In Japan, the Jichiro's Health Care Workers Council, held a national executive meeting on May 21 to share information and exchange views on efforts to strengthen regional healthcare systems and improve the working conditions and workplace environment of medical and health workers. As a gesture of solidarity for medical and health workers worldwide, the participants help up an appeal board as a photo action in commemoration of International Nurses' Day.
In India, the Nagpur Municipal Corporation Employees Union (NMCEU), which organises nurses and other health care workers in urban health centres, held a meeting on 13 May to commemorate this momentous day for nurses. The occasion also saw the forging of union-to-union solidarity as Sineva Ribeiro, President of Swedish union, Vardforbundet, addressed the gathering. He shared the similar struggles of health care workers in Sweden and extended solidarity with the Indian nurses’ struggles for secure employment, fair wages and decent working conditions.
In Nepal, the Nepal Health Workers Employees Union (NHWEU) organised small gatherings in different hospitals to celebrate the day and to extend support to the ongoing struggle of the nursing workforce to secure a workplace free from violence and harassment as a condition for decent work. In Sri Lanka, the Public Service United Nurses Union (PSUNU) organised a meeting that saw participation of around 2,500 nurses and other guests including the Prime Minister of Sri Lanka.
Strike action and press conference
In Australia, nurses from the NSW Nurses and Midwives Association at the St. Vincent’s Private Hospital and the Mater held a strike on International Nurses Day calling on the hospital management to implement safe ratios and fair pay at a time of high inflation and rising cost of living. Union leaders who are nurses themselves lamented they are “constantly pushed to circumstances that are longer safe” due to poor staffing ratios and they are losing lots of nurses to other careers due to rising inflation and lack of fair pay. Beyond the accolades, nurses need respect and recognition for the kind of responsibility they take on every day in “very strange and very bad circumstances.” Michael of Whaites of the NSW NMA extended solidarity in the program and said that the gathering of nurses on IND is an important way of making sure that the hospital management recognise the work of nurses by paying fair pay hikes and safe staffing ratios.

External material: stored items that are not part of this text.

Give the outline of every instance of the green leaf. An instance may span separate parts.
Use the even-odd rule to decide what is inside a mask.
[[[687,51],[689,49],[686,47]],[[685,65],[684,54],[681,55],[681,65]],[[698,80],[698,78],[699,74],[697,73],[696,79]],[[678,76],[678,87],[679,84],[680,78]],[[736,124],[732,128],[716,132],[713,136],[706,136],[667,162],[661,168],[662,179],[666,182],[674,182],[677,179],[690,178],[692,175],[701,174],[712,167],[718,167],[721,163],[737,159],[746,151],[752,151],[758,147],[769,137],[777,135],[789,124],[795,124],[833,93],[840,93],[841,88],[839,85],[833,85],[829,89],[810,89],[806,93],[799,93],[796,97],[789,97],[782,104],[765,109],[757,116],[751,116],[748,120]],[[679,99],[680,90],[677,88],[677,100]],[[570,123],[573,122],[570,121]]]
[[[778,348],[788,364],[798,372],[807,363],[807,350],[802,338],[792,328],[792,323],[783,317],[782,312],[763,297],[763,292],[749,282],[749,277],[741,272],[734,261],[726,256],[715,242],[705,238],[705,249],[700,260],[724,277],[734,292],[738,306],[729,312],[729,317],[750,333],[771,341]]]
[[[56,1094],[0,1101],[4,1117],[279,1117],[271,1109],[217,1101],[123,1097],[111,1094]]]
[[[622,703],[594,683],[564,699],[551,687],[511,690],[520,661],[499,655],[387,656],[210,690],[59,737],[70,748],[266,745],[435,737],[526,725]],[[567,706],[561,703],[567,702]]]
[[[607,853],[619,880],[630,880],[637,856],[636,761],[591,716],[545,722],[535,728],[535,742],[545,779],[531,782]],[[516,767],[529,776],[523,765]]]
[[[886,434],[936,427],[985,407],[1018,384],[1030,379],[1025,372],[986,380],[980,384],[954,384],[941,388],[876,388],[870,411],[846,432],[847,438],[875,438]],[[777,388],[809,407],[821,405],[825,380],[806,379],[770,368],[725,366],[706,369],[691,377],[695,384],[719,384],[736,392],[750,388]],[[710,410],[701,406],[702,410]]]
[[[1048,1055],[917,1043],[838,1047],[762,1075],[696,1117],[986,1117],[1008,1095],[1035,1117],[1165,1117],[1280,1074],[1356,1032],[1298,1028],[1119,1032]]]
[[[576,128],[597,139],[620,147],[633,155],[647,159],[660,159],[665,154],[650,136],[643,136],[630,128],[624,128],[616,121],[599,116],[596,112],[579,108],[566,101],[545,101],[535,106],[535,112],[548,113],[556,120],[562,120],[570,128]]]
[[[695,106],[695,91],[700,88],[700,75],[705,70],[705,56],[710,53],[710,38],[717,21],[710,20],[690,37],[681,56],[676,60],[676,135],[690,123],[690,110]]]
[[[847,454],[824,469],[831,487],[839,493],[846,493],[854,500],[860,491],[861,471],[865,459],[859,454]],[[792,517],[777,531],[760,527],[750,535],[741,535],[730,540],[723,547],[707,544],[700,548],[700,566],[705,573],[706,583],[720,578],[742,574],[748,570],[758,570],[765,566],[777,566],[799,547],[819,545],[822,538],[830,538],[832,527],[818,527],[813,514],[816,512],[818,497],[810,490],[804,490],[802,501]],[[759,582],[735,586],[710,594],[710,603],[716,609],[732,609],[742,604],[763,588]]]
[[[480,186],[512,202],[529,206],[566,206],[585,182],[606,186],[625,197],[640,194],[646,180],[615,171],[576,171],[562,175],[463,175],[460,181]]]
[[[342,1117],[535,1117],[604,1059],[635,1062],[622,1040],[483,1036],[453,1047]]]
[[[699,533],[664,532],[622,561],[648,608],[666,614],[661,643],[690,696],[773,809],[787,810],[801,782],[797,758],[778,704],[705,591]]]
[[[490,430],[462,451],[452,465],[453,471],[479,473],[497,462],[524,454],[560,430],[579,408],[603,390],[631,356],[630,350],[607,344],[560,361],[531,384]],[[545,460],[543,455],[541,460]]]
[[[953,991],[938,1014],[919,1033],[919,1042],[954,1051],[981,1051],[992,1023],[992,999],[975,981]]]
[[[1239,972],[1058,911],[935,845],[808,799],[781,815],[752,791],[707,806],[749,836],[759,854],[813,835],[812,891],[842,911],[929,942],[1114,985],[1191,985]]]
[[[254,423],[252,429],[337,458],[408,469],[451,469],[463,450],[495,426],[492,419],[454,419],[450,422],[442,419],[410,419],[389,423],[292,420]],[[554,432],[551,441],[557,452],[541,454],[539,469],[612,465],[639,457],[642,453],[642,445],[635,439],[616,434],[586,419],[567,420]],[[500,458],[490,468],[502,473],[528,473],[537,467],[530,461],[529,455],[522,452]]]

Meanwhile, the Korea Public Service and Transport Workers Union (KPTU)-Healthcare Workers' Solidarity Division held a press conference on 11 May 2023 in front of the President’s office. For over a year, KPTU has been campaigning for safe staffing ratios of nurses. At present, they are campaigning for the National Assembly to pass the Nursing Staff Human Rights Act. However, the National Assembly has delayed the legislative process. The union also shared a letter with its Ministries of Health and Welfare and Labour and Employment demanding a meeting for implementing the recommendations of ILO report of the Committee of Experts on the Application of Standards arising from the General Survey: Securing Decent Work for Nursing Personnel. In the spirit of solidarity with nurses and health care workers across borders, KPTU also shared a social media message for the Malayan Nurses Union (MNU).
International Nurses Day this year stood testament to the spirit of workers’ solidarity and unity. Our affiliates actions and voices reiterate the continued struggle of nurses to demand their basic rights. PSI stands with our affiliates in demanding states fulfil their responsibilities towards their health care and nursing workforce. We remain committed to supporting our affiliates in the region in their fight to secure decent work conditions for nurses and nursing personnel. We extend our solidarity to all the health and care unions across the region. FAIR NATIONAL NURSING POLICIES NOW!